Answering Zach’s nod with one of his own, however perfunctory, Singer took hold of a dangling strap to steady himself and leaned over Garth. “’Prentice Slattery,” he growled, “I suppose you know what comes next, and what I expect of you? But are you ready for it?”
Garth accepted that he was still an apprentice of sorts, at best a novice where fly-by-nights were concerned, and answered: “I’ll be ready when you call for me, Mr. Singer. But may I ask, what’s your reckoning? Is it likely we’ll be facing danger this time?”
“Danger, for you? Not if you watch and learn,”
Singer grunted. “Not if you stick close, do as you’re told and quick about it. The reason I bother myself with you: you’re my youngest, my weakest, my least experienced. If you’d gone scavenging with me sooner—if you had a bit more of that behind you, back at the Southern Refuge—I wouldn’t be so concerned. I would know you better, how you’d think and react in a crisis or difficult situation. But you’re a Slattery, and—”
“—And what Ned?” Zach’s voice was dangerously quiet where he leaned forward, coming half out of his seat.
Singer scowled but drew back a little. “Well, you know what they say,” he said. “Like father, like son…eh, Zach? I mean, there’s four other men at risk in the squad, and I can’t afford to sit still for any wild stuff. That first kill your boy made: fine; all well and good; another fly-by-night gone to whichever hell! But I was there and witnessed it. He was in a panic, your boy, and shooting wild; for which no great need since I had his back! As for that kill: it was a lucky shot, that’s all; a very fortunate shot for everyone concerned.”
“Like father, like son, eh?” Zach’s voice was quieter still, an almost inaudible growl, and yet more dangerous for that.

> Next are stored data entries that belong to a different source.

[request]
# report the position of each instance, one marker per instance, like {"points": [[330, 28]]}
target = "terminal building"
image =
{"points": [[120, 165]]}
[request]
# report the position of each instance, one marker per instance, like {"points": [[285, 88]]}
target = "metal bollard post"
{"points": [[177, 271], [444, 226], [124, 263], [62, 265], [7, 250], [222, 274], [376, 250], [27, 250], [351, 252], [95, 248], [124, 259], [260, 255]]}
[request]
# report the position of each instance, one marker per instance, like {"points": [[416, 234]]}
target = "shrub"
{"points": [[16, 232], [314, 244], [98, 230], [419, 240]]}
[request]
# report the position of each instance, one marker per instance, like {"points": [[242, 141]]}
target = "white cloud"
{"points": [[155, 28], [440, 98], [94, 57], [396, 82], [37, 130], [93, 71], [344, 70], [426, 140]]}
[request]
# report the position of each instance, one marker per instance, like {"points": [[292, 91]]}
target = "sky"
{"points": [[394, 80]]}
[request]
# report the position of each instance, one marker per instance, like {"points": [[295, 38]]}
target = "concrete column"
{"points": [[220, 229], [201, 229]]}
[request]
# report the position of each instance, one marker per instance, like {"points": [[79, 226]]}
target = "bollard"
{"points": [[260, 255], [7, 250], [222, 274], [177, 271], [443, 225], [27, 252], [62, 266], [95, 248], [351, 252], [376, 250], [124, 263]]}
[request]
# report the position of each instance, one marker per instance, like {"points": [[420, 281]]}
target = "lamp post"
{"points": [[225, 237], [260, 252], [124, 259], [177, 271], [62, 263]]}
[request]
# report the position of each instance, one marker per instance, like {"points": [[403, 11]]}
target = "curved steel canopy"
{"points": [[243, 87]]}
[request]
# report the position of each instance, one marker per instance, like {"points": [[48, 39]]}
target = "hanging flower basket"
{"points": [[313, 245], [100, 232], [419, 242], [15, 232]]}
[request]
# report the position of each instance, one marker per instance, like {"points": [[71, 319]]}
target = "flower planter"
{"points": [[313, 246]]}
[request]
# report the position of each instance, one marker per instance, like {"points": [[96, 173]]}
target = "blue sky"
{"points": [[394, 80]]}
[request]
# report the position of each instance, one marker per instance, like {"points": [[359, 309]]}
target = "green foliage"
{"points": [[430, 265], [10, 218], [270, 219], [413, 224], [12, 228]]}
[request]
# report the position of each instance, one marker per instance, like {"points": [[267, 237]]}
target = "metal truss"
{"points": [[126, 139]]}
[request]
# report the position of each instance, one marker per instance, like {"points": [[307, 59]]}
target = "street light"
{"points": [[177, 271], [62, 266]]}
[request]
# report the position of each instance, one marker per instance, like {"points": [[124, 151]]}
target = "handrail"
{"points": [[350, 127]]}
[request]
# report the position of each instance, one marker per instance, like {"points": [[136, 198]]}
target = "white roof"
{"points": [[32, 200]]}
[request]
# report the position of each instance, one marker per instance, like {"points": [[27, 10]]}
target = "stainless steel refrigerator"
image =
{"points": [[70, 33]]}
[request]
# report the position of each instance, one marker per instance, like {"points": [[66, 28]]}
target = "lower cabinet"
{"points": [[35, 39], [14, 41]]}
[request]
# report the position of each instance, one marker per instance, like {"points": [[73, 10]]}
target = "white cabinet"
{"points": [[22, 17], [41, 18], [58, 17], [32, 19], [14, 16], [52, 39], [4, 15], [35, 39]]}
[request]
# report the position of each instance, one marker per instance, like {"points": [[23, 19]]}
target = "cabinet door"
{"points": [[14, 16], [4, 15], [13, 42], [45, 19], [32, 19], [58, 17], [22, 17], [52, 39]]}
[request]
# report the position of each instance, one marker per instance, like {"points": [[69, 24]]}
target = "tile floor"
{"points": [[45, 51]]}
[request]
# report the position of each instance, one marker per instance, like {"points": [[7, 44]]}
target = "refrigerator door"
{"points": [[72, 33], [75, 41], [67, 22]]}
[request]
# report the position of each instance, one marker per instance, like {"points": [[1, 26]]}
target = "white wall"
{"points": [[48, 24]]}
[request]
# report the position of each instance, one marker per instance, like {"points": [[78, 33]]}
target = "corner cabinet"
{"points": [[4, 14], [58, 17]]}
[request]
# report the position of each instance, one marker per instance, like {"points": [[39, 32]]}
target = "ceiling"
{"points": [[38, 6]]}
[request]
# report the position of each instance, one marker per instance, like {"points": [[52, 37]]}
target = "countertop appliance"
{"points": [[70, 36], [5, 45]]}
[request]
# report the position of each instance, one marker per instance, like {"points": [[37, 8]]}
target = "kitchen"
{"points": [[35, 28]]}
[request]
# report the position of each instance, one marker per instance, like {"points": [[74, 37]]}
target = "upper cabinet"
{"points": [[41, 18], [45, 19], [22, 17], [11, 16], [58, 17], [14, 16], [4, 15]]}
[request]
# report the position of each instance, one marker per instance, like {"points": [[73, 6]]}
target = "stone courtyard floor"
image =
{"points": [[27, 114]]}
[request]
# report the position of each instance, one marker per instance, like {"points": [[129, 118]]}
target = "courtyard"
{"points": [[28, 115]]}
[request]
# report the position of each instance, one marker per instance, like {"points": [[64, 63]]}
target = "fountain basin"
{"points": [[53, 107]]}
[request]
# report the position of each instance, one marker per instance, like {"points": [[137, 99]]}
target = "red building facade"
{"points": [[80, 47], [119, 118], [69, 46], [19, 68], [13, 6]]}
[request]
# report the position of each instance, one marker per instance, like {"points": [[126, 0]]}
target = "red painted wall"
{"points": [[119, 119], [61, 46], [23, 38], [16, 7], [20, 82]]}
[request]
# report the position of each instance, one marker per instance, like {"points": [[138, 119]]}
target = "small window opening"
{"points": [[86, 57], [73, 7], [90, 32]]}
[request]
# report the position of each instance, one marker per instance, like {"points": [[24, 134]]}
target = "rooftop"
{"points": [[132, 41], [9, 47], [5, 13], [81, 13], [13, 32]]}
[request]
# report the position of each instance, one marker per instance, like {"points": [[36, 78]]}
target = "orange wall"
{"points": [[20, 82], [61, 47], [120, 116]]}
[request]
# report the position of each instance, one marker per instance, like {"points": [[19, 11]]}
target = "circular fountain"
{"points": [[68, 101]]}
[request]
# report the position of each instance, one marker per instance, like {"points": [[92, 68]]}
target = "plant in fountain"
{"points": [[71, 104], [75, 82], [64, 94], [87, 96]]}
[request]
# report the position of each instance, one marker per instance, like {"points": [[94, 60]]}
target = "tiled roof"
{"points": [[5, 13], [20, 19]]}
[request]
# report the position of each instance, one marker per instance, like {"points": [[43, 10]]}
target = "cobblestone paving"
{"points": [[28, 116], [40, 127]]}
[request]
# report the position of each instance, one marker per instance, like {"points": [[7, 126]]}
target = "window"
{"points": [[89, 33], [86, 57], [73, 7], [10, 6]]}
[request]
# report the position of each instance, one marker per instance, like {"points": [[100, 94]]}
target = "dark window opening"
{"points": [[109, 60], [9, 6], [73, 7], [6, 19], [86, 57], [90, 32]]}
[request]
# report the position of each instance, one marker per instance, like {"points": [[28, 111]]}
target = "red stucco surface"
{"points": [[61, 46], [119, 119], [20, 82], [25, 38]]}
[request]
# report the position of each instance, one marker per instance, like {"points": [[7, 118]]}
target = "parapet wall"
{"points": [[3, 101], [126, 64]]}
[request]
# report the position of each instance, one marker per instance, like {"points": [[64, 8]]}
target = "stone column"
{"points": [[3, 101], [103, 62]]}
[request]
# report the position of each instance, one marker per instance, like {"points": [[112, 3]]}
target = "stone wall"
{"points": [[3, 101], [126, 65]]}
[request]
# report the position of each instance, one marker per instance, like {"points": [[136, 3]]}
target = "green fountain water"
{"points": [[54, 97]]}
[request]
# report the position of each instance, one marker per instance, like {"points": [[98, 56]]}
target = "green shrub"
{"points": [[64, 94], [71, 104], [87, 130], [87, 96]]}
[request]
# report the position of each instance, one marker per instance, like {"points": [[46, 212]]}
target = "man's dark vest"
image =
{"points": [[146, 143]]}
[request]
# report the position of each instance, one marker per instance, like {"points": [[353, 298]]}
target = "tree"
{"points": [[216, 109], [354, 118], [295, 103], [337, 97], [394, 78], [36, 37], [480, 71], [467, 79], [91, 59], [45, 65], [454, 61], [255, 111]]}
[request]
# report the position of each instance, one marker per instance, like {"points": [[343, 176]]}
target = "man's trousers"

Garth put his hand on his father’s tense, slightly shaking, thinly-fleshed thigh and told Singer, “You needn’t be concerned about any wild stuff from me, Ned—er, Mr. Singer. I’ll stick close, do as I’m told—and I’ll be very quick about it!”
Singer nodded. “Good! And that’s all I’m asking. But listen now: I won’t be making any exceptions. Next time you let loose, start blasting away left, right, and centre, you won’t find Ned Singer ducking your stray rounds. No, for I’ll he looking after Number One, meaning me! It’s fly-by-nights we aim to kill, not each other! So then, ’prentice Slattery, is all understood?”